2013 saw the release of Stephen King’s Doctor Sleep, the sequel to his earlier horror novel The Shining, which was famously adapted by Stanley Kubrick into a horror classic that deviated from King’s novel in ways that left the author disgruntled. Writer/director Mike Flanagan’s adaptation of the King sequel aims to reconcile the two, and mostly succeeds.
Following Dan Torrance as he helps Abra Stone (Kyliegh Curran), uncover the evil doings of Rose the Hat (Rebecca Ferguson), a cult leader who feeds on the shine of others. Compared to The Shining’s plot of a young boy dealing with an abusive, alcoholic father in a haunted hotel, Doctor Sleep’s narrative feels refreshingly different. Flanagan uses various shots and music to evoke Kubrick’s film without outright copying it, and that lends this movie a sense of connective tissue that helps root Dan in the same world despite new settings and fresh faces.
The film very deliberately takes its time, telling Dan’s story before diving back into the world of The Shining and psychological horror. The first 30 minutes or so really are just a chronicle of a troubled man trying to get his life together, all of which leads up to a touching moment at an AA meeting in which Dan evokes the memory of his father.
Once Flanagan has done his due diligence to let McGregor make Dan his own, Abra is fully introduced, and we get a greater sense of Rose’s plans. All of the actors do fine work here—Curran is a particularly great find—though it’s Ferguson’s devilish Rose who steals every scene she’s in. Every time she finds a new prey, excitedly saying, “Well, hi there,” it’s like she’s just found the meaning of life. She’s as mesmerized by finding someone who really shines as Ferguson is mesmerizing for the audience.
The only place the film stumbles is when it directly revisits Kubrick’s film and the Overlook Hotel. Flanagan is fairly restrained when the story’s action shifts to the shuttered resort, but a handful of moments, such as the famous shot of blood gushing out of opening elevator doors, are pointless beyond fan service. It’s one thing to revisit the famous hedge maze, or have Dan fending off a villain with a fire axe, but not everything that is old must be new again, just as not everything mysterious in the original story needs an explanation or follow up. Doctor Sleep mercifully does not go so far as to examine every how and why of how the evil forces at the Overlook operate, but it comes very close to crossing that line. It robs the film’s final act of some power, but it may also play better on a second viewing, or for those who haven’t revisited the original film so recently.

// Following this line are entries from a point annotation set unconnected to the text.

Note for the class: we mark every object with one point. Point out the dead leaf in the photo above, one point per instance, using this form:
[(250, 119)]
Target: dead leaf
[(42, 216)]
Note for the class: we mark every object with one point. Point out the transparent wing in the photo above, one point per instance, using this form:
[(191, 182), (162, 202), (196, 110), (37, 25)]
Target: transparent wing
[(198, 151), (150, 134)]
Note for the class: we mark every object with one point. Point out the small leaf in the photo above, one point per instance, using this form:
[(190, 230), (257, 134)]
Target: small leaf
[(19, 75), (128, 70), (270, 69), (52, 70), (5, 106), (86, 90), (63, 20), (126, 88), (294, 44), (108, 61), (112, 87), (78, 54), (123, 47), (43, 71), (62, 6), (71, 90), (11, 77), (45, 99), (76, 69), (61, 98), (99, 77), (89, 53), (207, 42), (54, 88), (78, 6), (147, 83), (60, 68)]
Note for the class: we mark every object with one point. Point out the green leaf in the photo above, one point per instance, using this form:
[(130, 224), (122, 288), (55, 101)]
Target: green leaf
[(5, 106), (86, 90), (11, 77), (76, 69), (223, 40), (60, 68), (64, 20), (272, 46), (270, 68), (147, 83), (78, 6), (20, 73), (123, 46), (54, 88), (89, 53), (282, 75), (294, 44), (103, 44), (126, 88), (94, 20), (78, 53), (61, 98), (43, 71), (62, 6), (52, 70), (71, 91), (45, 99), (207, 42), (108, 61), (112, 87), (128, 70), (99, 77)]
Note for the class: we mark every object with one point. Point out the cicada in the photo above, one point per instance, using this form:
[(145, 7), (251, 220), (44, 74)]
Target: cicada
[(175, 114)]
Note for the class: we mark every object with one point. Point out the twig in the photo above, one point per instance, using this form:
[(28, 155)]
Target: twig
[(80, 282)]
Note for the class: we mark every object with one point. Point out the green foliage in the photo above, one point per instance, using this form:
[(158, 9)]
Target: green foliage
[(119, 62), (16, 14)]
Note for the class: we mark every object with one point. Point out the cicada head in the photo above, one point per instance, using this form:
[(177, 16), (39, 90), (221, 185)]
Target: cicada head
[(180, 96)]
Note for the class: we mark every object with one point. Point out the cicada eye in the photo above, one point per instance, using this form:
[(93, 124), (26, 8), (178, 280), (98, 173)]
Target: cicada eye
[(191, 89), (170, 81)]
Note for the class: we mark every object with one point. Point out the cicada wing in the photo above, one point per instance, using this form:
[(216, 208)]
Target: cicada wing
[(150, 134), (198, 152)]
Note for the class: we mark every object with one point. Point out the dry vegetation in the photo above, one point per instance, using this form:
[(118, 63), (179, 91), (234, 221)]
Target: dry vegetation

Regardless of any Kubrick and King baggage you’re bringing to the theater, there’s no denying that Doctor Sleep is a well crafted, very effective supernatural thriller. It has deep respect for what came before, but not so much as to drain all invention and dramatic power from its fresher elements. I haven’t read King’s novel, but I imagine the best parts of this story come from him, and that had this just been a stand-alone film sequel to The Shining, we wouldn’t have gotten something so rich with character. Mike Flanagan has retained that integrity, balancing a popular property with something new.